Esta es una sociedad que en muy escasas oportunidades ha condenado a los que han depredado las propiedades del Estado.
Durante la tiranía de Trujillo, una parte de esa misma sociedad que lo adulaba, le metió entre ceja y ceja que era dueño y señor de este país, inclusive de sus ciudadanos, al extremo que asesinaba sin ningún miramiento.
Esa condición de tirano lo llevó a crear un emporio agrícola e industrial, quizá el más grande de Centroamérica y el Caribe, compuesto por los ingenios azucareros y las industrias, que antes de ser desmembradas, se agrupaban en el Consejo Estatal del Azúcar (CEA) y la Corporación de Empresas Estatales (Corde), así como todo el sistema eléctrico.
De esa gran diversidad de industrias, donde se fabricaba desde azúcar, ametralladoras, revólveres, zapatos, vidrio, papel, cemento, hasta alambres de púa, hoy no queda nada.
Cada gobierno que ha pasado desde entonces ha hecho fiesta con esas riquezas.
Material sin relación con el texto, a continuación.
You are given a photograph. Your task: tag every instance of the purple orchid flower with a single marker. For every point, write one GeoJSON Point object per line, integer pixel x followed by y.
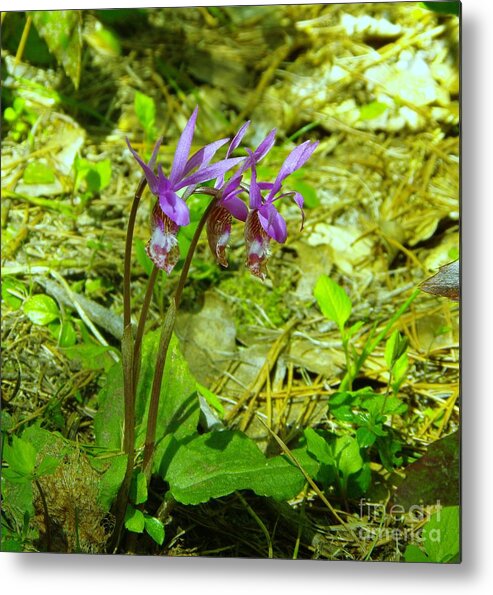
{"type": "Point", "coordinates": [264, 221]}
{"type": "Point", "coordinates": [229, 204]}
{"type": "Point", "coordinates": [171, 212]}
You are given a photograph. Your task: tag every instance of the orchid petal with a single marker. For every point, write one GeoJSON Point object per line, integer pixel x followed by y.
{"type": "Point", "coordinates": [149, 174]}
{"type": "Point", "coordinates": [296, 159]}
{"type": "Point", "coordinates": [238, 138]}
{"type": "Point", "coordinates": [155, 151]}
{"type": "Point", "coordinates": [183, 149]}
{"type": "Point", "coordinates": [209, 173]}
{"type": "Point", "coordinates": [236, 207]}
{"type": "Point", "coordinates": [203, 157]}
{"type": "Point", "coordinates": [273, 223]}
{"type": "Point", "coordinates": [255, 194]}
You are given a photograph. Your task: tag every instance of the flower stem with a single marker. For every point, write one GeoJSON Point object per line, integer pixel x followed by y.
{"type": "Point", "coordinates": [141, 326]}
{"type": "Point", "coordinates": [166, 332]}
{"type": "Point", "coordinates": [127, 364]}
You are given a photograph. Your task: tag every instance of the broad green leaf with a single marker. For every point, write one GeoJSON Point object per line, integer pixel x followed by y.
{"type": "Point", "coordinates": [90, 356]}
{"type": "Point", "coordinates": [108, 422]}
{"type": "Point", "coordinates": [104, 41]}
{"type": "Point", "coordinates": [37, 172]}
{"type": "Point", "coordinates": [218, 463]}
{"type": "Point", "coordinates": [155, 528]}
{"type": "Point", "coordinates": [62, 31]}
{"type": "Point", "coordinates": [134, 520]}
{"type": "Point", "coordinates": [41, 309]}
{"type": "Point", "coordinates": [372, 110]}
{"type": "Point", "coordinates": [13, 292]}
{"type": "Point", "coordinates": [333, 301]}
{"type": "Point", "coordinates": [414, 554]}
{"type": "Point", "coordinates": [21, 456]}
{"type": "Point", "coordinates": [346, 452]}
{"type": "Point", "coordinates": [443, 7]}
{"type": "Point", "coordinates": [441, 535]}
{"type": "Point", "coordinates": [138, 489]}
{"type": "Point", "coordinates": [365, 437]}
{"type": "Point", "coordinates": [112, 473]}
{"type": "Point", "coordinates": [399, 371]}
{"type": "Point", "coordinates": [318, 446]}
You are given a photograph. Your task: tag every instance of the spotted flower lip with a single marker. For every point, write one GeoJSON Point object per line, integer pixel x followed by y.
{"type": "Point", "coordinates": [165, 188]}
{"type": "Point", "coordinates": [230, 204]}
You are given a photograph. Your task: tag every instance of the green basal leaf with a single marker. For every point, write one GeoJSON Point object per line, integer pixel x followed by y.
{"type": "Point", "coordinates": [41, 309]}
{"type": "Point", "coordinates": [21, 456]}
{"type": "Point", "coordinates": [346, 452]}
{"type": "Point", "coordinates": [218, 463]}
{"type": "Point", "coordinates": [155, 528]}
{"type": "Point", "coordinates": [37, 172]}
{"type": "Point", "coordinates": [90, 356]}
{"type": "Point", "coordinates": [318, 446]}
{"type": "Point", "coordinates": [441, 535]}
{"type": "Point", "coordinates": [414, 554]}
{"type": "Point", "coordinates": [13, 292]}
{"type": "Point", "coordinates": [112, 474]}
{"type": "Point", "coordinates": [108, 422]}
{"type": "Point", "coordinates": [62, 31]}
{"type": "Point", "coordinates": [399, 371]}
{"type": "Point", "coordinates": [134, 520]}
{"type": "Point", "coordinates": [308, 193]}
{"type": "Point", "coordinates": [443, 7]}
{"type": "Point", "coordinates": [365, 437]}
{"type": "Point", "coordinates": [333, 301]}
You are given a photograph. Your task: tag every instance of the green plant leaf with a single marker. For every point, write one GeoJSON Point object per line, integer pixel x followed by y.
{"type": "Point", "coordinates": [134, 520]}
{"type": "Point", "coordinates": [108, 422]}
{"type": "Point", "coordinates": [346, 452]}
{"type": "Point", "coordinates": [155, 528]}
{"type": "Point", "coordinates": [13, 292]}
{"type": "Point", "coordinates": [90, 356]}
{"type": "Point", "coordinates": [21, 456]}
{"type": "Point", "coordinates": [333, 301]}
{"type": "Point", "coordinates": [41, 309]}
{"type": "Point", "coordinates": [218, 463]}
{"type": "Point", "coordinates": [443, 7]}
{"type": "Point", "coordinates": [414, 554]}
{"type": "Point", "coordinates": [441, 535]}
{"type": "Point", "coordinates": [62, 31]}
{"type": "Point", "coordinates": [112, 474]}
{"type": "Point", "coordinates": [37, 172]}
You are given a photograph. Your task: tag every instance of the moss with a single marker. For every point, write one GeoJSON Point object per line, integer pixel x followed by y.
{"type": "Point", "coordinates": [249, 297]}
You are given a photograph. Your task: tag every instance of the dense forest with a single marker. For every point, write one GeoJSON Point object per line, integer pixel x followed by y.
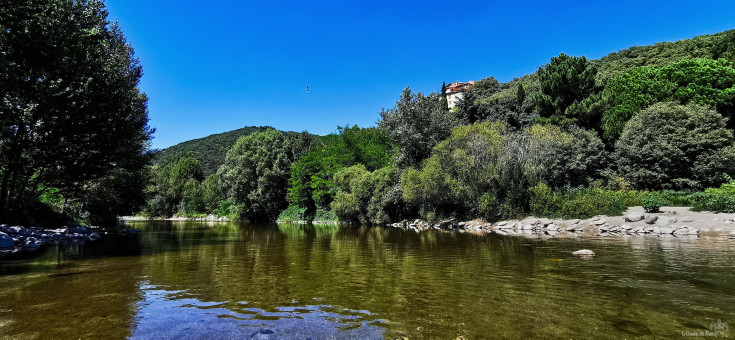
{"type": "Point", "coordinates": [649, 125]}
{"type": "Point", "coordinates": [74, 132]}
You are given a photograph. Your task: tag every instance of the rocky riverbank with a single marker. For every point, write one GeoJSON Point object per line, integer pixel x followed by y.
{"type": "Point", "coordinates": [174, 218]}
{"type": "Point", "coordinates": [15, 239]}
{"type": "Point", "coordinates": [670, 222]}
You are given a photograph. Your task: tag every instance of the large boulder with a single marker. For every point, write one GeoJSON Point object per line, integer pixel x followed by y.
{"type": "Point", "coordinates": [651, 219]}
{"type": "Point", "coordinates": [584, 252]}
{"type": "Point", "coordinates": [6, 241]}
{"type": "Point", "coordinates": [634, 217]}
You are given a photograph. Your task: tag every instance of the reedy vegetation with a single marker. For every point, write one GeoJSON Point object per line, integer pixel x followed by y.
{"type": "Point", "coordinates": [649, 125]}
{"type": "Point", "coordinates": [575, 139]}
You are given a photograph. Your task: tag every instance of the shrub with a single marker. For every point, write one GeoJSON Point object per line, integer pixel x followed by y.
{"type": "Point", "coordinates": [592, 202]}
{"type": "Point", "coordinates": [670, 146]}
{"type": "Point", "coordinates": [653, 204]}
{"type": "Point", "coordinates": [544, 202]}
{"type": "Point", "coordinates": [292, 214]}
{"type": "Point", "coordinates": [715, 202]}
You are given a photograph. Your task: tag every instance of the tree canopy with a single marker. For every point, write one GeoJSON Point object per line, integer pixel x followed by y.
{"type": "Point", "coordinates": [72, 111]}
El desorden ha sido de tal magnitud que todos se creen con autoridad para tomar posesión hasta de un metro de tierra del Estado, bajo el supuesto de que “no es de nadie”.
Es por eso que no extraña que terrenos donde se han levantado canchas, estadios y otras edificaciones deportivas hayan sido asaltadas sin que nadie haya sido sometido ni detenido ni por un segundo.
Lo que no se dice es que la mayoría de esos robos descarados a propiedades del Estado lo realizan dirigentes políticos, casi siempre, los que detentan el poder, por lo que se sienten intocables.
Y tienen razón, porque, ¿quién ha sido condenado o expulsado de los terrenos? Nadie, absolutamente nadie, y como van las cosas, nada parece que variará, mientras siga este estado de cosas, en que las mismas comunidades afectadas son incapaces de reclamar sus derechos.
El ejemplo más actual se vive desde hace unos años en Santiago, donde nadie, absolutamente nadie, protesta por el despojo del complejo La Barranquita.